The Dead Sea is probably one of the best known water bodies on Earth. This hyper saline lake is located in a depression, which is part of the Jordan Rift Valley. With its lake shoreline lying about 426m below mean sea level (as of June 2012), it is the lowest place on Earth. The Dead Sea borders Israel, Jordan as well as the West Bank areas, which are under Palestinian control. Since there is no outlet, the water of the Dead Sea evaporates (approx. 8 Million m³ of water per annum) leaving salt behind. The average salt content of the Dead Sea is approximately 28 %.
In around 1976, the sea level fell below the elevation of an east west ridge, leading to the division of the Dead Sea into two parts, a deep northern basin and a much shallower southern basin. The sea level of the northern basin has continuously been decreasing since then and the southern basin would have been dried out by now if it wasn’t for the chemical abstraction industry pumping water into it from the northern basin. Curiously enough, the water level of the southern basin has been rising in recent years. This is due to the deposit of commercially unattractive salts at the bottom of the basin, leading to a rise in the water level.
Flora and Fauna in the catchment area
In the surrounding mountains, in the oases, marshes, and in temporary rivulets many plants and animals occur, among them leopards, the antelope species steenbok, and the griffon vulture. The Jordan Valley and the Dead Sea basin are among the most important migration routes for the Black and White Stork and many other bird species on their migration route from the breeding areas in Eastern Europe and the Middle East to Africa.

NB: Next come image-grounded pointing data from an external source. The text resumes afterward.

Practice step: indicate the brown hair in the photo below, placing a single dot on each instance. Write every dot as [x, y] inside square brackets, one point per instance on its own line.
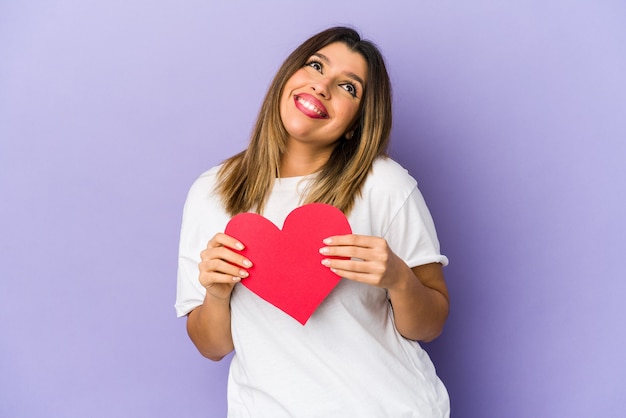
[245, 180]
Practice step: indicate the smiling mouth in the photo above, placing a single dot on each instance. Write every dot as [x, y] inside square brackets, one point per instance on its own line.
[311, 107]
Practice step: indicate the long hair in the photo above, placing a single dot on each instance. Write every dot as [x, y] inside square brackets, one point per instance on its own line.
[245, 180]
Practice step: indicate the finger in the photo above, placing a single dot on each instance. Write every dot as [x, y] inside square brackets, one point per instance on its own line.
[354, 266]
[226, 254]
[349, 252]
[221, 239]
[364, 241]
[219, 266]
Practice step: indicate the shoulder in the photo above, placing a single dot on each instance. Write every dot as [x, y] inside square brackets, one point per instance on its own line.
[205, 183]
[389, 175]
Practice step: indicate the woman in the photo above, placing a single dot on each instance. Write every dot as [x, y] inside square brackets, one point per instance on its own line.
[321, 136]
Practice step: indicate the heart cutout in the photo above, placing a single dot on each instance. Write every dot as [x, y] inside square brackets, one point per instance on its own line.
[287, 270]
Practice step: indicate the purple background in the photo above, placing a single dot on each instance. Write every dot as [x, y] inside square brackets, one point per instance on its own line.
[512, 115]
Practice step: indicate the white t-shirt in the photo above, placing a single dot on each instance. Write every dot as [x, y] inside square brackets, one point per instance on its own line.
[348, 360]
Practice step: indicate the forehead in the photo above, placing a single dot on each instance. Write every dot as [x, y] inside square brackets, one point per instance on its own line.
[340, 57]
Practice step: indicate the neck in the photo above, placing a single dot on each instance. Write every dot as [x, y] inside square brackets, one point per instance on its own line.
[295, 164]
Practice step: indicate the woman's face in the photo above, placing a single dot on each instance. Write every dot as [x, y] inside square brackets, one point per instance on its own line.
[321, 101]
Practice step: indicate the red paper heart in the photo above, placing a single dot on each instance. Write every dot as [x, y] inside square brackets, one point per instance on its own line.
[287, 270]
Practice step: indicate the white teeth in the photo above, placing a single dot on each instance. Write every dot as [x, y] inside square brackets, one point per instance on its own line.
[311, 106]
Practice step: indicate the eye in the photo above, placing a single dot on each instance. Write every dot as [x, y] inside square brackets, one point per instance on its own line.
[350, 88]
[316, 65]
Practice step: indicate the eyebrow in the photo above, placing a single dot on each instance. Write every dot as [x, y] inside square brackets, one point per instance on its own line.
[350, 74]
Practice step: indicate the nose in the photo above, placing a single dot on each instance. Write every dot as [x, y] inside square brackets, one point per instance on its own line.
[321, 87]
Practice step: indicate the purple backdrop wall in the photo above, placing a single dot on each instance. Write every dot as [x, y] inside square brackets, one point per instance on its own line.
[511, 116]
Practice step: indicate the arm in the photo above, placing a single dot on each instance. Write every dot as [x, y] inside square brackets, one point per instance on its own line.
[221, 268]
[419, 296]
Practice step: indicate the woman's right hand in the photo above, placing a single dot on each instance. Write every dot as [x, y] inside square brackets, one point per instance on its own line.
[222, 267]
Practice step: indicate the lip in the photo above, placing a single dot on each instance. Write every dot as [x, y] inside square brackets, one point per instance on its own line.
[310, 106]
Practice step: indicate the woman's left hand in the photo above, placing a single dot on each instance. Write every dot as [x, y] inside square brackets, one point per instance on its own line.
[369, 260]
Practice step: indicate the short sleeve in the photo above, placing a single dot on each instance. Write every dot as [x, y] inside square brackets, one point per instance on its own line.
[203, 217]
[411, 233]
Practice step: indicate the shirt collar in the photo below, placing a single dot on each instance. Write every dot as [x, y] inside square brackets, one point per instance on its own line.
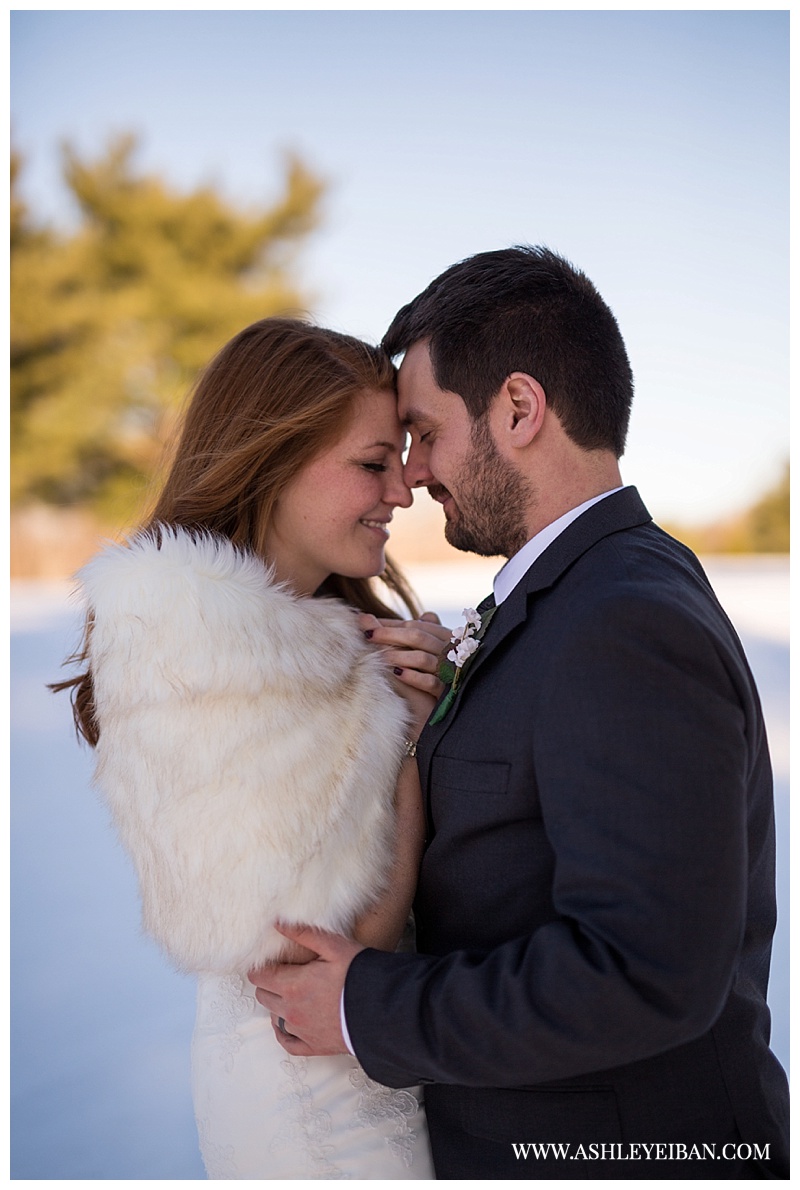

The landscape is characterised by a rock massif. Subtropical vegetation, however, is found in the oasis Ein Gedi on the western shore of the Dead Sea, where bananas, dates, and grapes are cultivated. Many bird species are native to this region, among others the Fan-tailed Raven (Corvus rhipidurus), the Brown-necked Raven (Corvus ruficollis), the Dead Sea Sparrow (Passer moabiticus), and the Desert Lark (Ammomanes deserti).